A Gartley pattern is a popular reversal pattern that occurs frequently in the forex market and can be used to trade the trend. The Gartley pattern consists of five swing lows and three swing highs. It is also called the “Grand Supercycle” because it can be used to forecast long-term trends.
Trading the Gartley Pattern
The first thing you need to know about the Gartley pattern is that it will only form in uptrends and downtrends. In order for this pattern to form, there must be at least two consecutive swings in one direction followed by two or more swings in the opposite direction. The first four swings should be identical, and then there must be an outside reversal bar (this can be either a pin bar or a doji). This outside reversal bar signals the continuation of the trend, but not necessarily its end. If there are additional swings along with another outside reversal bar, then it is likely that a complete Gartley is forming.
Once you have identified a potential Gartley formation, you can use technical analysis tools such as Fibonacci retracement levels to determine where price may reverse again and continue moving in its current direction. You should always wait until this happens
How to Trade Gartley Pattern
A Gartley pattern consists of five waves that move in an upward direction and then downward before returning to the starting point:
A wave 1 is always longer than wave 4 (which may be equal).
Wave 2 should move more than 80% of wave 1, but less than 100%.
Also, Wave 3 (the largest) moves against wave 1 and must be at least 0.618 times wave 1’s length.
Wave 4 should be similar in length to wave 1 and should end near the same price as wave 2 began (but not necessarily at it).
Best Technical Indicators
The best technical indicators for swing trading are those that allow you to spot trends, build your positions and manage risk.

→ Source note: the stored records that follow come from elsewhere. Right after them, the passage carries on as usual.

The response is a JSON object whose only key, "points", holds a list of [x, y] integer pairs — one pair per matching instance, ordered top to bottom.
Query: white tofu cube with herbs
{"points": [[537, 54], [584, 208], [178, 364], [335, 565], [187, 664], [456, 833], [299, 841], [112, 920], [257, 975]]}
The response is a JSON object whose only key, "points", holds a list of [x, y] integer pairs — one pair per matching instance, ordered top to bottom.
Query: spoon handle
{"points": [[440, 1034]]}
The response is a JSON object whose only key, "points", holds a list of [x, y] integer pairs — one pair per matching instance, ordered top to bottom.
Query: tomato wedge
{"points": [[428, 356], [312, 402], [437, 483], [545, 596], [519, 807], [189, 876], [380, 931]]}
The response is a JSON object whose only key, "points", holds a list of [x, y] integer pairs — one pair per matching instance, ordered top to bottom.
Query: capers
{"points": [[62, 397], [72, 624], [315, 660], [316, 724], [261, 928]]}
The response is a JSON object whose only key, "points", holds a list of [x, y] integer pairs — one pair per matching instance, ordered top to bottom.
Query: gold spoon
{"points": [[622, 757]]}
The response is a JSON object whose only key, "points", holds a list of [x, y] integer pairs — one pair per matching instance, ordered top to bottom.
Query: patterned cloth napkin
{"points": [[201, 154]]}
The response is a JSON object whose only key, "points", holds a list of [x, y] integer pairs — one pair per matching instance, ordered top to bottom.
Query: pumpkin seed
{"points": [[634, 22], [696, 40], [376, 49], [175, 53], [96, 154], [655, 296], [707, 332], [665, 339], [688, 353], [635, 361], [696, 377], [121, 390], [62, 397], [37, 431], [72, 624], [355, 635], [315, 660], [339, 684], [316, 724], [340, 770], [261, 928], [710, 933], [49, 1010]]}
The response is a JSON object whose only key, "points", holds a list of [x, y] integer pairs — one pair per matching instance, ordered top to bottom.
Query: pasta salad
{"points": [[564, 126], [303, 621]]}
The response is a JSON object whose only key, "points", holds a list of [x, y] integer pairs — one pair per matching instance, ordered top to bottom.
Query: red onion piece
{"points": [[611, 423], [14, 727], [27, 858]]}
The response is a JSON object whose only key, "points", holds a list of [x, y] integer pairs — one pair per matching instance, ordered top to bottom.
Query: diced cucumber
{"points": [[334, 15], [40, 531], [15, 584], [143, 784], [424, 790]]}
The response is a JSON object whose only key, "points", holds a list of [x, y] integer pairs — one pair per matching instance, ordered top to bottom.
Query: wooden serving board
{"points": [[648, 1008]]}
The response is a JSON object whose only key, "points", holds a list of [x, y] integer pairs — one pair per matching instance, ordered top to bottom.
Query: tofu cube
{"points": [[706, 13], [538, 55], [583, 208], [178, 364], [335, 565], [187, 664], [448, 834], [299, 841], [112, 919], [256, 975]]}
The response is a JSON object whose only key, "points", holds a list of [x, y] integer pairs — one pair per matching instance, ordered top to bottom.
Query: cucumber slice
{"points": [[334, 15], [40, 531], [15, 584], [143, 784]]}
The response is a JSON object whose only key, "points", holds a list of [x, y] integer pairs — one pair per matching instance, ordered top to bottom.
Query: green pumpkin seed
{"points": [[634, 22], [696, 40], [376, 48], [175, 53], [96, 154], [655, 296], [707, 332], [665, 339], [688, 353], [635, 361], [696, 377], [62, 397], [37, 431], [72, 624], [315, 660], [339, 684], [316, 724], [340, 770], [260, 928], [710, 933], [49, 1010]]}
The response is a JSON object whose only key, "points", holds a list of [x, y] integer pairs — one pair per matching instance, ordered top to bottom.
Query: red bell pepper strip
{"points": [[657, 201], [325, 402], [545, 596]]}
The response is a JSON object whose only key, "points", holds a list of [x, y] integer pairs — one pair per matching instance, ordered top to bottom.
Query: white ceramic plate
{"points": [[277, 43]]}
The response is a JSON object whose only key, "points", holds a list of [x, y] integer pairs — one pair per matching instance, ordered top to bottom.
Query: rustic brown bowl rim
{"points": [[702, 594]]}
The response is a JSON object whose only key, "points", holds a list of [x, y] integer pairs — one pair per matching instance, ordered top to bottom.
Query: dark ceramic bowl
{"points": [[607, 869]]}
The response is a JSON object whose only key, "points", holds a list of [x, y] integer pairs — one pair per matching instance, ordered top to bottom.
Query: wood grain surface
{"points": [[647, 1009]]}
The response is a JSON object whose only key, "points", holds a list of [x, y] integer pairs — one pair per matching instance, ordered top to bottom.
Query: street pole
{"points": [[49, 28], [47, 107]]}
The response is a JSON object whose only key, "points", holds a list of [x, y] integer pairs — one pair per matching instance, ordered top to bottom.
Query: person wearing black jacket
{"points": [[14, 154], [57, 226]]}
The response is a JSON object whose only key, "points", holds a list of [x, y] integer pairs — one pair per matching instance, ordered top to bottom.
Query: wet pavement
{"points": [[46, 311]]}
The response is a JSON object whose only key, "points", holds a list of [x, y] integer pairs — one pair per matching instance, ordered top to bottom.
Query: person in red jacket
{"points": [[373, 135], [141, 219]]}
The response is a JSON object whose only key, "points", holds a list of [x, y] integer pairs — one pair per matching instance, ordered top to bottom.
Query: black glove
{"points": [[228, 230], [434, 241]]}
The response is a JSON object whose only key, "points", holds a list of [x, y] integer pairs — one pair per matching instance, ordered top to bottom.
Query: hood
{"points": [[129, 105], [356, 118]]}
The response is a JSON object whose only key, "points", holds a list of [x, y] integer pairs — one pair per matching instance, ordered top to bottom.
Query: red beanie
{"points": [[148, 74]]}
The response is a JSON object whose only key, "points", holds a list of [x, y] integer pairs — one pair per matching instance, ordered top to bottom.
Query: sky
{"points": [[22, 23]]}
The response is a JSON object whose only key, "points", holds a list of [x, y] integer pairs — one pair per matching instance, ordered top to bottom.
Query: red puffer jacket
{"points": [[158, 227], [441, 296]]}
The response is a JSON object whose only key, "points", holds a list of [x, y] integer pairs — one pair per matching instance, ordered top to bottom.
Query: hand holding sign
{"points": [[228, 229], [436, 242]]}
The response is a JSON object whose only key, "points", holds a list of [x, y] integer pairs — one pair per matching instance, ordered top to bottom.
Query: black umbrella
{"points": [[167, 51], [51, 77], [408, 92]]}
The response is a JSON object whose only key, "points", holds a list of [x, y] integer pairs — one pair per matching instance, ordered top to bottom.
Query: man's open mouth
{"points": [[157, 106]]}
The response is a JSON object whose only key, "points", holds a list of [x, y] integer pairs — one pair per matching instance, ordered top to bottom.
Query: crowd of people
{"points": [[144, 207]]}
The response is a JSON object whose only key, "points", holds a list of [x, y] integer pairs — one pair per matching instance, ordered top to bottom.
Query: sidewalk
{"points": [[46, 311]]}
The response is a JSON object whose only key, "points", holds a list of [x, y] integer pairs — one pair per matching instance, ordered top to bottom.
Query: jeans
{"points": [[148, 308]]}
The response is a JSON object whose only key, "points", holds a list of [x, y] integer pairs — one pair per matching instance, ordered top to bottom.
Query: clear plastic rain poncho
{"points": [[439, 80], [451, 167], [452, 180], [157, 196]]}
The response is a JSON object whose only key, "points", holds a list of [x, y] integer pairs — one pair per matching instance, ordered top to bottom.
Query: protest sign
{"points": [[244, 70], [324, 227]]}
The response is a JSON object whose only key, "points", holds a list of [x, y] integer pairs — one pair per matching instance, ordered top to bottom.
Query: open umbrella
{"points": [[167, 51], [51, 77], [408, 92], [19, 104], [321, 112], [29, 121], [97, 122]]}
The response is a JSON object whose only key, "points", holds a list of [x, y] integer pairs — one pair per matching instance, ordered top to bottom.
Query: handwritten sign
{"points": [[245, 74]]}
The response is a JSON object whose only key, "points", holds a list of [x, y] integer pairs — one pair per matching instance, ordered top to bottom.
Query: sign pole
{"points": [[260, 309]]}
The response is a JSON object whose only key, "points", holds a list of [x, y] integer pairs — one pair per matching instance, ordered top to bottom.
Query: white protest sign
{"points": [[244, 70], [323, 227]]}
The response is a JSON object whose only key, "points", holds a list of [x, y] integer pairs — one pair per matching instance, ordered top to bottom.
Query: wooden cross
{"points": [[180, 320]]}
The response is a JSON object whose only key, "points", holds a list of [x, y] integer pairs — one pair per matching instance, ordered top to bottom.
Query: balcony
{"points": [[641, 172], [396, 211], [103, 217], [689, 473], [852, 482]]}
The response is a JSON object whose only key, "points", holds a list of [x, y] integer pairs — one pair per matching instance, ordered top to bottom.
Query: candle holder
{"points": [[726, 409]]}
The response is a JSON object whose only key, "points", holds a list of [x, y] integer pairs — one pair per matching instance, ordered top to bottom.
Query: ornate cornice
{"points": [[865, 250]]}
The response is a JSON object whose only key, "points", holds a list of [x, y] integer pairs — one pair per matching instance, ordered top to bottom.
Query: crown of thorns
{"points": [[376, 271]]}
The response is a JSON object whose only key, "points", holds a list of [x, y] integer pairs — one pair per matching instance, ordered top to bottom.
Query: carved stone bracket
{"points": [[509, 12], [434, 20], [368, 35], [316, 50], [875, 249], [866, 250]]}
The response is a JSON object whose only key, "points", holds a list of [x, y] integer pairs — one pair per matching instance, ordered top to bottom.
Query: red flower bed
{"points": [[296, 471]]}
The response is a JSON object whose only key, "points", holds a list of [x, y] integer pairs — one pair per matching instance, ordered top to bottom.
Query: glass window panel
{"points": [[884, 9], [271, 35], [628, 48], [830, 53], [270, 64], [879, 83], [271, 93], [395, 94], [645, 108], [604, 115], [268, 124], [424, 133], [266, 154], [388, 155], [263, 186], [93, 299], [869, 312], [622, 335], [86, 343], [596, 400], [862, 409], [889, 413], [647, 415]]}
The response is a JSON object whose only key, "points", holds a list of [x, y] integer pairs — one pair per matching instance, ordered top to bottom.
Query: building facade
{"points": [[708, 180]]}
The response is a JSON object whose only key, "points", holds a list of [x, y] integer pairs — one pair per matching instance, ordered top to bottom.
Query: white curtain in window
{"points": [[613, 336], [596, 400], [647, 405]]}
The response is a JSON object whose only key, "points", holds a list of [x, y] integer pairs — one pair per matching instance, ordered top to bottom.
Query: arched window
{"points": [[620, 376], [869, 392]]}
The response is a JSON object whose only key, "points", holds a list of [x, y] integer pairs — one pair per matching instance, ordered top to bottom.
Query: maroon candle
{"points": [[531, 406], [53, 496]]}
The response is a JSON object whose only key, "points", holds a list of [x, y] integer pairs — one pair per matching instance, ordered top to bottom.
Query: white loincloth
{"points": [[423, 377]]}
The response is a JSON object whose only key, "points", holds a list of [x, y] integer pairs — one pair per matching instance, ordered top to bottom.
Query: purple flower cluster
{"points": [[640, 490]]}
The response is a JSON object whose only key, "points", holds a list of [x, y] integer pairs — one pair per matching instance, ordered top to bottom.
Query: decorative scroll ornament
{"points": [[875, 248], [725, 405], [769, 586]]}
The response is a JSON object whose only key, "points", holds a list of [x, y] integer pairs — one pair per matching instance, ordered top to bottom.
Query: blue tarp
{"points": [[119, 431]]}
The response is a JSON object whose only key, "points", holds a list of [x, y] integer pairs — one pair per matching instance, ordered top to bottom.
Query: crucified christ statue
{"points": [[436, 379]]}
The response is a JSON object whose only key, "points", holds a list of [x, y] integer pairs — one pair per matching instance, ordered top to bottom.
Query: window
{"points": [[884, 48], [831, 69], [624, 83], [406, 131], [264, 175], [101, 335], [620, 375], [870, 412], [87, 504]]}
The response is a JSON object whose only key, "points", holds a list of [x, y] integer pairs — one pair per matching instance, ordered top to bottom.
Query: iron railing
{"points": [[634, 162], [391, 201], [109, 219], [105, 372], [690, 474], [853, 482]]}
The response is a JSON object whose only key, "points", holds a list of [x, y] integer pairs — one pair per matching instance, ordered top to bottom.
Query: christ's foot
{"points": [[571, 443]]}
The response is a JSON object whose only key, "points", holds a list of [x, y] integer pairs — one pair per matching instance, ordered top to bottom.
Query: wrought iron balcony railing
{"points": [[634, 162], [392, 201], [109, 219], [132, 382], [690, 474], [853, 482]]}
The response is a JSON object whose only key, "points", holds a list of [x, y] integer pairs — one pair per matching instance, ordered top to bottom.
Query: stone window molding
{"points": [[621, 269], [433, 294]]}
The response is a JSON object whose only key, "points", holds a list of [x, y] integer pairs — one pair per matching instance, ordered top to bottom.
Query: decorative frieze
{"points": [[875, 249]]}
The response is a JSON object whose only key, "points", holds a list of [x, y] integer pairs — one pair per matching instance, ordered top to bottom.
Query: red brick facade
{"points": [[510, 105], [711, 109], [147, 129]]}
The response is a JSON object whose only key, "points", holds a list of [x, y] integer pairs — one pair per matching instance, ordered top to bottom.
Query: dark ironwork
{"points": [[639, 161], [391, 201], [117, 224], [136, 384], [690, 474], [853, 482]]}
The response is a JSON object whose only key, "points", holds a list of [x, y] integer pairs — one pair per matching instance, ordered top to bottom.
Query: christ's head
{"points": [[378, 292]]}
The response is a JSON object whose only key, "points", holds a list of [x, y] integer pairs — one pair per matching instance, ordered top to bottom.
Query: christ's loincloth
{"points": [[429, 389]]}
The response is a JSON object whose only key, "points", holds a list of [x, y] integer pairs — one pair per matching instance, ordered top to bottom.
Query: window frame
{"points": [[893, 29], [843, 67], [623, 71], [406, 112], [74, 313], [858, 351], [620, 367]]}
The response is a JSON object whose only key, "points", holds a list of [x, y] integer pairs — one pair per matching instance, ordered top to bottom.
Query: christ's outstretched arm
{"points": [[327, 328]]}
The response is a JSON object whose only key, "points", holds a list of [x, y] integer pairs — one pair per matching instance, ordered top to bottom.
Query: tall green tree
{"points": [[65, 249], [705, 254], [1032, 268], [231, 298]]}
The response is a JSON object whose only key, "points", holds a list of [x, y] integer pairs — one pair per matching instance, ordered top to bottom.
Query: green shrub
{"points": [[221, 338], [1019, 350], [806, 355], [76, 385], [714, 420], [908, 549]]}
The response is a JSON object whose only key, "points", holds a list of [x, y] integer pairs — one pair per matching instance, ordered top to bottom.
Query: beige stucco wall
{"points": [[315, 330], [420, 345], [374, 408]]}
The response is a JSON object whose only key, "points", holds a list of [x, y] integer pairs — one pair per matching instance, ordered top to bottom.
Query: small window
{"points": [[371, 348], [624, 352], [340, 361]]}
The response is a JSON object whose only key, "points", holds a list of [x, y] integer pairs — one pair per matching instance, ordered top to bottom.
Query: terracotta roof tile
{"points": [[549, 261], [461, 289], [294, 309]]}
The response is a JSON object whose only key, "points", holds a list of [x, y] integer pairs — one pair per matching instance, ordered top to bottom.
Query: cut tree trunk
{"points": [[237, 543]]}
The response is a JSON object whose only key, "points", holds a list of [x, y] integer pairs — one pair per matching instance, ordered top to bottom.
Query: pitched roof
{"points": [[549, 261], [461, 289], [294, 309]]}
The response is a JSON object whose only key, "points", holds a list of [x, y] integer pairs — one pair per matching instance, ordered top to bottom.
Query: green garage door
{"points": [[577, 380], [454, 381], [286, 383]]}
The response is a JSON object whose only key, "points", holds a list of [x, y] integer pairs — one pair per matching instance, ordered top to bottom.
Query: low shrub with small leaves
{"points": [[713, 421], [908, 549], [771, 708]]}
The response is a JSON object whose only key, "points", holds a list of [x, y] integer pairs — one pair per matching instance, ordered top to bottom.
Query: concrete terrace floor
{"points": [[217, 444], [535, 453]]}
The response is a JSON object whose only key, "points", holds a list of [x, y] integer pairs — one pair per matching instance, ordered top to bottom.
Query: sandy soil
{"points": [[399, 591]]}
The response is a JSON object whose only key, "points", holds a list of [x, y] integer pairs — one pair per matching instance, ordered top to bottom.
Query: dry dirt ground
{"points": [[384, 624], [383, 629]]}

The best indicators to use in swing trading are trend and momentum oscillators, which help you identify direction of price movement and momentum. Indicators such as stochastic and MACD (moving average convergence divergence) are great because they show oversold or overbought conditions when prices are moving too far in one direction. This gives you an idea of when it’s time to buy or sell a stock. You can also use them to confirm your own analysis. For example, if a stock is showing signs of strength but its price is still significantly below its 200-day moving average, then maybe it’s worth waiting for a better entry point than buying now and risking being stopped out later on when the stock returns back down to its moving average line.
You should also look at volume indicators such as accumulation/distribution lines. Or accumulation/distribution histograms in order to see whether buyers or sellers have been more active. During the current uptrend or downtrend. These may give you an idea of whether there will be enough buyers interested in maintaining an uptrend. Or whether any given pullback is likely to continue falling lower (and vice versa).